Dalibor: Para tu información, aprovecho tus visitas para limpiar otros pueblos.

Sigrún: Perdona que lo dude.

Dalibor: De hecho, mi siguiente objetivo es ConquistandoElMundo.

Así se llama su pueblo.

Sigrún: Aquí te espero.

Lo dicho, me ha tocado la altanera del juego. ¡Pero qué mala suerte que tengo! En otros mundos, tuve la desgracia de topar con jugadores similares y el resultado fue que uno de los dos desapareció del mundo, y no fui yo. A ver cómo termina la cosa en este.

Para reírme un rato con los compañeros de tribu, exporto la conversación al foro; sección bar. Ahí es donde nos echamos unas risas los treinta y cinco miembros que somos. La panda de mamones que tengo por compañeros, no tardan en responder a mi hilo. «Te ha tocado la tocapelotas del mundo», «No la ataques mucho, no sea que se enamore de ti», «Esa lo que necesita es una buena off y soy el único que puede ofrecérsela». Este último va con segundas. A veces, estos tíos son muy burros, pero a leales no hay quién les gane.

Conforme avanzan los días más contacto mantengo con Sigrún. Resulta ser que no es tan perdonavidas como parecía las primeras veces. Es bastante agradable al trato y según me cuenta, si no empieza así con los chicos no la toman en serio por eso de ser mujer. Grave error por parte de los otros jugadores, es lo suficiente buena, incluso me atrevería a decir que una de las mejores que he conocido hasta el momento.

Sin darme cuenta transcurren diez meses. Entre los estudios, las sesiones de fotos, Slava y las excursiones con los chicos del orfanato no advierto que el tiempo vuela.

Silvia, mi amiga de la infancia, cada vez está más pendiente de mí. Se niega a marcharse de Tenerife si sigo solo. Me cuesta convencerla de que no debe preocuparse, ahora mismo lo único que deseo es finalizar los estudios. En mi corazón no hay cabida para el amor en estos momentos, solo la concentración de encaminar mi vida hacia un futuro mejor.

Como cada primer sábado de mes todos nos reunimos en casa de Abel para hacer la tradicional barbacoa, una tradición que sigue intacta desde que nos independizamos.

Disponemos una amplia y larga mesa en la terraza reuniéndonos en torno a ella la amplia familia que formamos. Abel es el encargado de bendecir los alimentos dispuestos. La conversación fluye mientras nos intercambiamos los platos para servirnos.

El día transcurre entre risas. Al ocaso regreso a casa y al llegar me encuentro a Hugo. Nuestra relación es extraña, fuera de estas paredes da la sensación de que nos llevamos bien, pero dentro todo regresa a la normalidad, cada uno se encierra en su cuarto.
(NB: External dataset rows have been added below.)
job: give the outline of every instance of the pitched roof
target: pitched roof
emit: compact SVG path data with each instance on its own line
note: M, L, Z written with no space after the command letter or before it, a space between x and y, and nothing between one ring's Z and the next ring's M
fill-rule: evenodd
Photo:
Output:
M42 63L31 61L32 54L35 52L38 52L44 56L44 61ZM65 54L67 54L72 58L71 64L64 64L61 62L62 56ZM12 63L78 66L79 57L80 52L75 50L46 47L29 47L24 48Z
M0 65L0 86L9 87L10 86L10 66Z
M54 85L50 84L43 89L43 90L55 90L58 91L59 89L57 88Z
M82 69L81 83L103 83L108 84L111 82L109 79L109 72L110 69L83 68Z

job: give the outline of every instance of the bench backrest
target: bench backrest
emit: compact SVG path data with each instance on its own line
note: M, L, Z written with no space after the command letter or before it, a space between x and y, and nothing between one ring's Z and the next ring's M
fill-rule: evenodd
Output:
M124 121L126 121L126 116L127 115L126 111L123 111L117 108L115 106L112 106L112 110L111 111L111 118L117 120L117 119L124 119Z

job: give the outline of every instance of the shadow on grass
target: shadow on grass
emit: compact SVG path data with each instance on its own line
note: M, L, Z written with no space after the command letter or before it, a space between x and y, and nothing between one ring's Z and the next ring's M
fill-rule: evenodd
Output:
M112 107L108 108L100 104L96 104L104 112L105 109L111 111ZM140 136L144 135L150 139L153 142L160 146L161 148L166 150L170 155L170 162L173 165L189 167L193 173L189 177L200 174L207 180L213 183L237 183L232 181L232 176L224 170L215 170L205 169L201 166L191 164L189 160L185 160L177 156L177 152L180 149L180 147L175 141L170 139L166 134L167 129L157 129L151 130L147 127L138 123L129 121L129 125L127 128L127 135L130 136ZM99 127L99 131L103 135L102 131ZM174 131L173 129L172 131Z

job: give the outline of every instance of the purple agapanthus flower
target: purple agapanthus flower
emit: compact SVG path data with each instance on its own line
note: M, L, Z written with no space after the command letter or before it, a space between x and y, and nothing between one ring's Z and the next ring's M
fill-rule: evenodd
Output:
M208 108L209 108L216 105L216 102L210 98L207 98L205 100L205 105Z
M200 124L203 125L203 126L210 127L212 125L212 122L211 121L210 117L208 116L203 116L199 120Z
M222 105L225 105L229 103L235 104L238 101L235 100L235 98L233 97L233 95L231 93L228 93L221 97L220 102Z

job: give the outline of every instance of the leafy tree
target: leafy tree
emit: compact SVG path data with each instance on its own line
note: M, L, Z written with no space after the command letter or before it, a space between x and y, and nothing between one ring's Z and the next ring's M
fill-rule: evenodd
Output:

Sigo sin perdonarle en el fregado que me metió hace meses y él sigue convencido de que mienta para salvarle el culo.

Cada día estoy más contento de haber regresado al juego, las conversaciones entre Sigrún y yo toman otro rumbo. Con ella no utilizo la fachada de seductor empedernido que suelo usar con las compañeras de facultad. Supongo que es debido a los kilómetros que nos separan.

Durante este tiempo, descubro que esa desconocida se ha convertido en una de mis mejores amigas; mi confidente. Al final no nos hemos conquistado ningún pueblo, mantenemos a raja tabla el pacto firmado a las pocas semanas de comenzar a hablar. Aunque deduzco que esta tregua durará poco, nuestras tribus están a un paso de declararse la guerra. Si ninguno de los dos somos capaces de convencer al resto de unir fuerzas, antes o después nos veremos obligados a luchar entre nosotros. Espero que no suceda nunca, lo que menos deseo es conquistarle un pueblo. Pero al fin y al cabo, es un juego de estrategia y como bien dice el refrán; en el amor y en la guerra, todo vale.